Adam: “Arabamı otoparka bırakmak için şu 50-60 metrelik ters yönü kullansam fena olmaz, zaman kazanırım.” diye düşündü. Öyle ya, işi aceleydi, randevuya vaktinde ulaşmak, trafik kurallarını ihlal etmekten daha önemliydi. Adam, hızla daldı tek yönlü yola. Karşıdan bir kamyonet burnunu gösterdi. İkisi de burun buruna geldi. Yapılacak bir şey yoktu, sinirler gerildi. Hâlbuki kamyonet, kenara çekilip bekleyebilirdi; çünkü öbür adamın işi çok önemliydi. Kamyonetteki şoför bunu anlamalıydı. Bu insanlar ne kadar anlayışsız, diye mırıldandı kendi kendine. Onun ters yönden girdiğini gören başka biri de onu takip etmişti. Kamyonet hız yapmasaydı, 5 metre sonra otoparka gelinmiş olacaktı. Kamyoneti başka vasıtalar takip etti, taksideki adam bağırmaya başladı. “Şu an arabamda hasta olsa, bunun sorumlusu kim?” diye bağırıyordu. Terlediğini hissetti yola ters giren adam. Bu insanlar ne kadar anlayışsızdı. Sabır nedir, bilmiyorlardı. Biraz geri gitseler, ona yol verseler, ne kaybederlerdi? Ama işin içinde bir inat vardı sanki.
Adam durdu, nefes aldı. Hata kendisinindi. Kişilere bağırmaya, yaptığı hatayı savunmaya hakkı yoktu. İşinin önemini bu kişilere bu şartlarda zaten anlatamazdı. Görünürde ve gerçekte bu insanlar haklıydı. Ancak onların haklı olması, sıkışan trafiği çözmeye yetmiyordu. Vakit, haklıyı arama ve hakkını teslim etme zamanı değil, sorun çözme zamanıydı. Bunun için de iyi niyet ve sabır gerekiyordu. Tarafların göstereceği sabır ve iyi niyet, alevlenen ateşi söndürebilirdi.

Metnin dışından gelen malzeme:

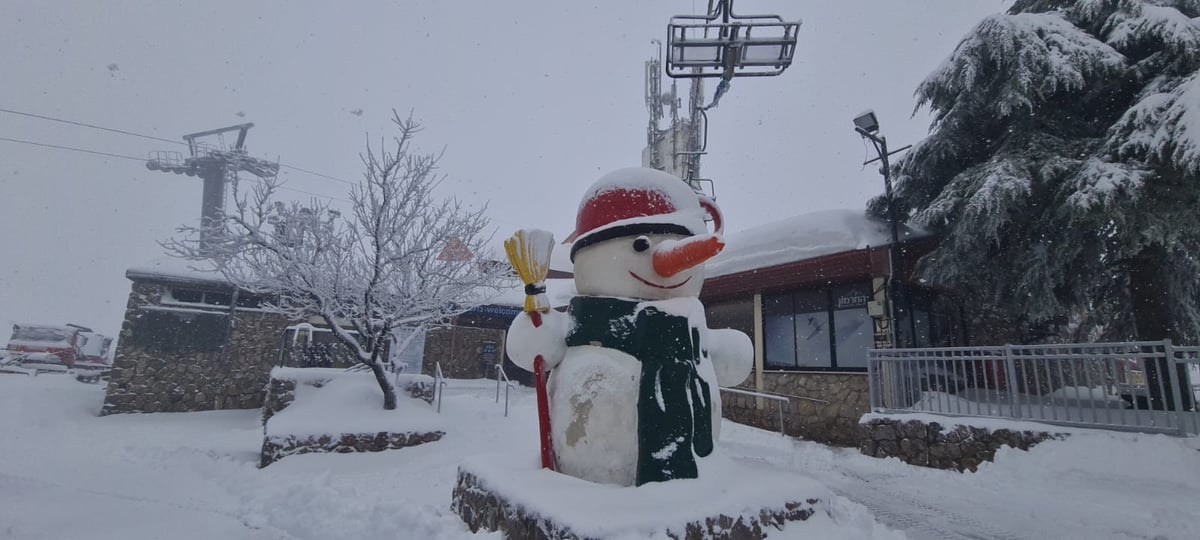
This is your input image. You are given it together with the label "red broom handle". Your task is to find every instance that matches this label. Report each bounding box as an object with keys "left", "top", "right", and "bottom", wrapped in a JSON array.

Kaldırıma çıkartmaya çalıştı arabasını adam. Bu arada arabanın yandan çizildiğini fark etti. Olsun, her hatanın bir bedeli olurdu ona göre. Görmezlikten geldi. Sağdan soldan gelen bağırmalara kulaklarını tıkadı, sağır fare rolü oynamanın tam zamanıydı; hedefe varmak önemliydi. Hedef, birkaç adım ötedeki otoparka arabayı bırakmak ve randevuya ulaşmaktı. Otopark görevlisinin yardımıyla sorun çözüldü, yol trafiğe açıldı. Gerilen sinirler hatıralara, bağrışmalar gök kubbenin sonsuzluğuna karıştı.
Yaşanan bu kısa olayın kazananı olmadı, herkes kaybetti. Adam zaman kazanmadığı gibi, maddi zarara uğradı. İnsanlar birbirlerine saygıda ölçüyü kaçırdı, güvensizlik yaşadı.
Adam anladı ki, herkesin önceliği kendineydi. Öncelikler, yasaları değiştirmeyi gerektirmez. Bir ihlal, başka bir ihlali doğurur. Kuralları ihlal, başkalarına zarar vermese de bundan kaçınılmalıdır. Her hata, başka bir hatanın anasıdır. Hatalara değil, güzelliklere öncülük etmek lazım.